KNN Classifier

The KNN Classifier is a classifier that uses the \(k\)-NN algorithm with DTW as a distance measure to identify a \(k\)-neighborhood of the most similar training sequences to the sequence being classified.

To classify a sequence \(O'\), the KNNClassifier works by:

  1. Calculating the DTW distance between \(O'\) and every training sequence.
  2. Forming a k-neighborhood \(\mathcal{K}'=\left\{O^{(1)},\ldots,O^{(k)}\right\}\) of the \(k\) nearest training sequences to \(O'\).
  3. Calculating a distance weighting for each sequence in \(\mathcal{K}'\).
    A uniform weighting of 1 is used by default, meaning that all sequences in \(\mathcal{K}'\) have equal influence on the predicted class. However, custom functions such as \(e^{-x}\) (where \(x\) is the DTW distance) can be specified to increase classification weight on training sequences that are more similar to \(O'\).
  4. Calculating a score for each of the unique classes corresponding to the sequences in \(\mathcal{K}'\).
    The score for each class is calculated as the sum of the distance weightings of all sequences in \(\mathcal{K}'\) belonging to that class.
  5. Selecting the class with the highest score.
    If there is a tie between classes, a class is randomly selected between the tied classes.

API reference

Class

KNNClassifier

A k-nearest neighbor classifier that uses DTW as a distance measure for sequence comparison.

Methods

__init__(*[, k, weighting, window, ...])

Initializes the KNNClassifier.

compute_distance_matrix(X, *[, lengths])

Calculate a matrix of DTW distances between the sequences in X and the training sequences.

dtw(A, B)

Calculate the DTW distance between two observation sequences.

fit(X, y, *[, lengths])

Fit the classifier to the sequence(s) in X.

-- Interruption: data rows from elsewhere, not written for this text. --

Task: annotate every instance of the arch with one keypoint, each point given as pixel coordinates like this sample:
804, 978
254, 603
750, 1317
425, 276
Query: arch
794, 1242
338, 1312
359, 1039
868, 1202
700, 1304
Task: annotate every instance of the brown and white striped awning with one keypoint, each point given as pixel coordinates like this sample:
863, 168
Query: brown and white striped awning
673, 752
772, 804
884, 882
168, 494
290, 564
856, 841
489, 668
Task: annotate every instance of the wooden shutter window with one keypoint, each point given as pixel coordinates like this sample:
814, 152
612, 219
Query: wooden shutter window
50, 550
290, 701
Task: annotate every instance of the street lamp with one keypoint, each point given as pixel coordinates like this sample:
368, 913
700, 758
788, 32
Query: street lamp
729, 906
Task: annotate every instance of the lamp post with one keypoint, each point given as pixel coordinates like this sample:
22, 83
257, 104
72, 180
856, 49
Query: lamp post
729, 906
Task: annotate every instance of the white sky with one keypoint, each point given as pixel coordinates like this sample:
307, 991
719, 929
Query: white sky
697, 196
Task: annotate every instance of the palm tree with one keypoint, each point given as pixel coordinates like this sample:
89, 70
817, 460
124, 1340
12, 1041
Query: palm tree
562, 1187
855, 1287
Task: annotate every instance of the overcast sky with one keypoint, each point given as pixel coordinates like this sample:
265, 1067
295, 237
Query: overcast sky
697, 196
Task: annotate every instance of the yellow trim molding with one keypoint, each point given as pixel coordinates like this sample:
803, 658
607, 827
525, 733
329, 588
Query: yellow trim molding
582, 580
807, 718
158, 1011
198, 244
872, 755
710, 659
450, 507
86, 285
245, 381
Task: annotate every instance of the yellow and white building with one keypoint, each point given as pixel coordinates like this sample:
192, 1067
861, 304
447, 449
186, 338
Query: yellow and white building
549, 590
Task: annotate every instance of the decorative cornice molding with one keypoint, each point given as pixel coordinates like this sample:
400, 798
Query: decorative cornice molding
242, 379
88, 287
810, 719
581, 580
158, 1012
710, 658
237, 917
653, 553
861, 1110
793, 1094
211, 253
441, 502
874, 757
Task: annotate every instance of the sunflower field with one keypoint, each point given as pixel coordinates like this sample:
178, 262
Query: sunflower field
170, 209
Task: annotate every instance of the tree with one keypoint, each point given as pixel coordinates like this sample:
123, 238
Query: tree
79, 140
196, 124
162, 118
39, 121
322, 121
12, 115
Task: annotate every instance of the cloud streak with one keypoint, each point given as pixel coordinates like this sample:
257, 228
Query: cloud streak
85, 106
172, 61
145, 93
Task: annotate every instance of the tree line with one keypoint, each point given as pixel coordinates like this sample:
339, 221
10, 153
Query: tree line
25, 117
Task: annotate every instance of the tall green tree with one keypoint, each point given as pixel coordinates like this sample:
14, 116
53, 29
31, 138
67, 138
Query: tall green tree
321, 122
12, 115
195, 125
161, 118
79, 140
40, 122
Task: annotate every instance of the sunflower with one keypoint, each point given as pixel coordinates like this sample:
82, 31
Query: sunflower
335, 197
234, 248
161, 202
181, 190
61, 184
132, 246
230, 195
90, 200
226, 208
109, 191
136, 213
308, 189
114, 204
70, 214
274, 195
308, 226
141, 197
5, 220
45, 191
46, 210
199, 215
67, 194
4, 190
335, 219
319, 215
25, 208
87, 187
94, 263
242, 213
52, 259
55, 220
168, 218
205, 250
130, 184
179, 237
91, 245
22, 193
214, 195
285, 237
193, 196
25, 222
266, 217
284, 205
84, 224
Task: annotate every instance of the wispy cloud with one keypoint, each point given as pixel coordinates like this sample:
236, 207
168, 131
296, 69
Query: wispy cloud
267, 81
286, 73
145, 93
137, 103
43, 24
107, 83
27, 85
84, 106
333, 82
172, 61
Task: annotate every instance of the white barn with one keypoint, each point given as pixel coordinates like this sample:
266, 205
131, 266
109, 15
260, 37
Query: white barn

fit_predict(X, y, *[, lengths])

Fit the model to the sequence(s) in X and predicts outputs for X.

load(path, /)

Load and deserialize a fitted KNN estimator.

predict(X, *[, lengths])

Predict classes for the sequence(s) in X.

predict_log_proba(X, *[, lengths])

Predict log class probabilities for the sequence(s) in X.

predict_proba(X, *[, lengths])

Predict class probabilities for the sequence(s) in X.

predict_scores(X, *[, lengths])

Predict class scores for the sequence(s) in X.

query_neighbors(X, *[, lengths, sort])

Query the k-nearest training observation sequences to each sequence in X.

save(path, /)

Serialize and save a fitted KNN estimator.

score(X, y, *[, lengths, normalize, ...])

Calculate the predictive accuracy for the sequence(s) in X.


class sequentia.models.knn.classifier.KNNClassifier

A k-nearest neighbor classifier that uses DTW as a distance measure for sequence comparison.

The classifier computes the score for each class as the total of the distance weightings of every sequence belonging to that class, within the DTW k-neighborhood of the sequence being classified.

Examples

Using a KNNClassifier to classify spoken digits.

import numpy as np
from sequentia.datasets import load_digits
from sequentia.models.knn import KNNClassifier

# Seed for reproducible pseudo-randomness
random_state = np.random.RandomState(1)

# Fetch MFCCs of spoken digits
data = load_digits()
train_data, test_data = data.split(test_size=0.2, random_state=random_state)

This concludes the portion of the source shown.